Purpose: To describe the visual acuity and safety outcomes for the first 50 patients with neovascular age-related macular degeneration (nAMD) treated with ranibizumab at Moorfields Eye Hospital.
Methods: A retrospective analysis of case notes from the first 50 consecutive patients with Primary Care Trust funding for ranibizumab therapy for nAMD. Visual acuity outcomes and adverse events were noted, as were service delivery-related indicators.
Results: The mean (±standard deviation) age of the 50 patients was 81 ± 17 years. The mean follow-up of patients was 13.6 ± 2 (range 7.7-18) months. The mean change in visual acuity ± standard error was +4.6 ± 2.2 letters at the end of follow-up, with 26% gaining 15 letters or more.

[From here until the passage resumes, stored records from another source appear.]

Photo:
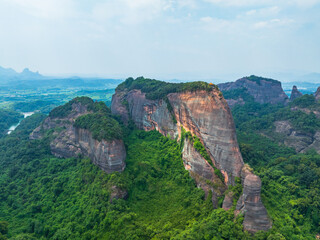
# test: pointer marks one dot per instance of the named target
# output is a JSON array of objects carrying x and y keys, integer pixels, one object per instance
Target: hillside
[
  {"x": 286, "y": 160},
  {"x": 184, "y": 177},
  {"x": 259, "y": 89}
]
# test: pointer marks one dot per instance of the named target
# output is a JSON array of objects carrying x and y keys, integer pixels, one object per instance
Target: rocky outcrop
[
  {"x": 255, "y": 214},
  {"x": 299, "y": 140},
  {"x": 69, "y": 141},
  {"x": 295, "y": 93},
  {"x": 263, "y": 90},
  {"x": 206, "y": 115}
]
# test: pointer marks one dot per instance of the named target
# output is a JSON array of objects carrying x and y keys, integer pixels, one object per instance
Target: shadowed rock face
[
  {"x": 72, "y": 142},
  {"x": 263, "y": 91},
  {"x": 255, "y": 214},
  {"x": 295, "y": 93},
  {"x": 206, "y": 115},
  {"x": 201, "y": 171}
]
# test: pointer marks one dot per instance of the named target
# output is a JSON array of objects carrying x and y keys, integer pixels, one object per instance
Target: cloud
[{"x": 251, "y": 3}]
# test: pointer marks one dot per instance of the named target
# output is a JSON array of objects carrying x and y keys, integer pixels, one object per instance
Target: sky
[{"x": 162, "y": 39}]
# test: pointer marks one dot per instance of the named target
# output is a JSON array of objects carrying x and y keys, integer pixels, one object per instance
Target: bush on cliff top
[
  {"x": 101, "y": 126},
  {"x": 258, "y": 80},
  {"x": 155, "y": 89},
  {"x": 99, "y": 122},
  {"x": 64, "y": 110}
]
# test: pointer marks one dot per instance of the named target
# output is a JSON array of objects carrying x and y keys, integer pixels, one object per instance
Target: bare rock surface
[
  {"x": 263, "y": 90},
  {"x": 317, "y": 94},
  {"x": 300, "y": 141},
  {"x": 205, "y": 114},
  {"x": 69, "y": 141},
  {"x": 295, "y": 93}
]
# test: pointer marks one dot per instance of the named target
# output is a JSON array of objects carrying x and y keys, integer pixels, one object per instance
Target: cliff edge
[
  {"x": 261, "y": 90},
  {"x": 73, "y": 133},
  {"x": 197, "y": 115}
]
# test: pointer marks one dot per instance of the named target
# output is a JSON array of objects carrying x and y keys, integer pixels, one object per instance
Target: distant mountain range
[{"x": 8, "y": 74}]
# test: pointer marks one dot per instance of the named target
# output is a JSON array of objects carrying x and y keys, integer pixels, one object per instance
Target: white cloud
[
  {"x": 264, "y": 12},
  {"x": 48, "y": 9},
  {"x": 273, "y": 23},
  {"x": 250, "y": 3},
  {"x": 130, "y": 12}
]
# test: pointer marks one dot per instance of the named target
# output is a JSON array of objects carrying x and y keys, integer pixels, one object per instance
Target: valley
[{"x": 181, "y": 174}]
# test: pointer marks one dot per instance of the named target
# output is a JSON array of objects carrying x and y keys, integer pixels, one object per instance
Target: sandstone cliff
[
  {"x": 263, "y": 90},
  {"x": 295, "y": 93},
  {"x": 205, "y": 114},
  {"x": 70, "y": 141},
  {"x": 299, "y": 140}
]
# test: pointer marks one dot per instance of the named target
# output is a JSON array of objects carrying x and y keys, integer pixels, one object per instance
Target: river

The mean (median) number of injections was 4.7 (4.5) per 12-month period. The mean (median) delay in Primary Care Trust funding approval was 35 days (32 days) prior to the final appraisal document from the National Institute of Health and Clinical Excellence.
Conclusions: The real-world outcomes of ranibizumab therapy in this initial cohort of patients with nAMD are comparable with those reported in the pivotal, randomized, controlled trials using fewer injections and a prn strategy of retreatment to achieve the gain in visual acuity.
Keywords: macular degeneration; ranibizumab; retina.